Blair’s skillset was advanced for the era of basketball he played in. While 5 seasons ago doesn’t seem like a long time, the league has changed quite a bit since the time that Blair was playing at his peak. In 2013-14, the NBA team leader in 3PA was Houston with 2179. In the 2017-18 season, all but 8 teams took more than 2179 threes. However, threes were not a part of Blair’s game whatsoever. A more relevant stat is the amount of assists per game from power forwards compared to just 5 years ago. In 2013-14, the top 5 power forwards in assists per game ranged from 3.1 assists per game to 4.3 assists per game- a stat that former Maverick Josh McRoberts led that season. Compare that to the 2017-18 season where the league leaders at PF for assists per game was at 7.3, and 8 power forwards had 2.5 or more assists per game.
The areas of weakness that plagued Blair in his NBA time were injuries/ bad knee durability, a lack of a three point shot or a reliable jumper, and his often subpar defense. While those areas were masked in his lone season with Dallas, they’d still be an issue in the modern NBA. In particular, the jump shooting would be hard to overcome while being a subpar defender, even if he would be run in lineups primarily against other bench players.

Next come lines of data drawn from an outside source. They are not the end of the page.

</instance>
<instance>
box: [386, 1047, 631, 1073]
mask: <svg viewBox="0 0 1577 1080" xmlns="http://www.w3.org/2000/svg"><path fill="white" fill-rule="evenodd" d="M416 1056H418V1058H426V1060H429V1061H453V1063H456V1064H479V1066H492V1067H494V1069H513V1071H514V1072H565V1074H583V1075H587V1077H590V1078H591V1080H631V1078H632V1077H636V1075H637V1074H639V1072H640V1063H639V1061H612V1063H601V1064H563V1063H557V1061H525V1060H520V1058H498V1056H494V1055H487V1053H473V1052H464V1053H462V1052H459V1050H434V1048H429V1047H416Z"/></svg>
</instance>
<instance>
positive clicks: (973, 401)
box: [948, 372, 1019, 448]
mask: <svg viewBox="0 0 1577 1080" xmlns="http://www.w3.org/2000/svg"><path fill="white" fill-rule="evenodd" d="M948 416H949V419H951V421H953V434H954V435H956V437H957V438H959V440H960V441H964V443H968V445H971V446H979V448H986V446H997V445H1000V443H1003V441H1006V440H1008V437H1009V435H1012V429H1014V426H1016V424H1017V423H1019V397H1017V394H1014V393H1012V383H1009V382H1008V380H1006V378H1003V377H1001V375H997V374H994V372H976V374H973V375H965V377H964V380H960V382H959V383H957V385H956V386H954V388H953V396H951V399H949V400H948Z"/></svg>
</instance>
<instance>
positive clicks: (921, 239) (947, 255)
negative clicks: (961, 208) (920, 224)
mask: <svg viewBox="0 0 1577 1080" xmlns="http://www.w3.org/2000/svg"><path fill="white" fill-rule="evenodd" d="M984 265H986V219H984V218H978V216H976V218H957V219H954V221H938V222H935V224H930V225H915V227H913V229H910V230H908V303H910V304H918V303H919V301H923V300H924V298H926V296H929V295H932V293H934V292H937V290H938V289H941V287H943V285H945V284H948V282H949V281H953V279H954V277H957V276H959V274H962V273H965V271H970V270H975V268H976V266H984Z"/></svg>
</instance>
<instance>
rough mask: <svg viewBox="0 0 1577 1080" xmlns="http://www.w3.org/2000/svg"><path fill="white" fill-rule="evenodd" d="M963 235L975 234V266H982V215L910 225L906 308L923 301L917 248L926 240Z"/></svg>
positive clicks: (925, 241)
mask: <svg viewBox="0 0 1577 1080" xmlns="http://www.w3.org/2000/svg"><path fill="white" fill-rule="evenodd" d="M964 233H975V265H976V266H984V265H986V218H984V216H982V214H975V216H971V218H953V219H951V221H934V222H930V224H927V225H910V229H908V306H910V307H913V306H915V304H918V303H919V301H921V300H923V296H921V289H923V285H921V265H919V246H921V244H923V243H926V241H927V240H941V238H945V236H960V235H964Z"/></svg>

Fit with current Mavericks roster:
While the roster and PF depth is already full and quite strong, Blair would probably carve out a role as a backup PF in a split role with Dwight Powell, and would likely completely eliminate Kleber from the rotation on most nights. A lineup of Barea-Brunson-Barnes/Matthews-Blair-Dirk would be one of the most versatile lineups this hypothetical Mavericks team could run. Everyone can create for someone or themselves at a good level, and they all have a high basketball IQ.
DeJuan Blair played a key role in the playoff series versus the Spurs before getting suspended for a kick to the head of Tiago Splitter. Per 36 minutes, Blair averaged 17.8 PPG, 16.4 RPG, and 5.3 SPG on 59% shooting. Obviously those numbers are a bit extreme since he only played 13 minutes per game, but his presence was valuable. The steals number is very high because he had two games with 4 steals in the series. His highlight of the series was Game 6 when he had 10 points, 14 rebounds, and 4 steals in 28 minutes.
While it was just one year, Blair had a solid impact as a bench piece with the Mavericks. If the Mavericks could find a player with the impact of DeJuan Blair off the bench each year, they’d likely continue boasting one of the top benches in the NBA each season. Every team could use a good rebounder that can play the passing lanes well, as well as possess some point forward traits. With better knees and athleticism, someone with his skillset is needed off of any bench.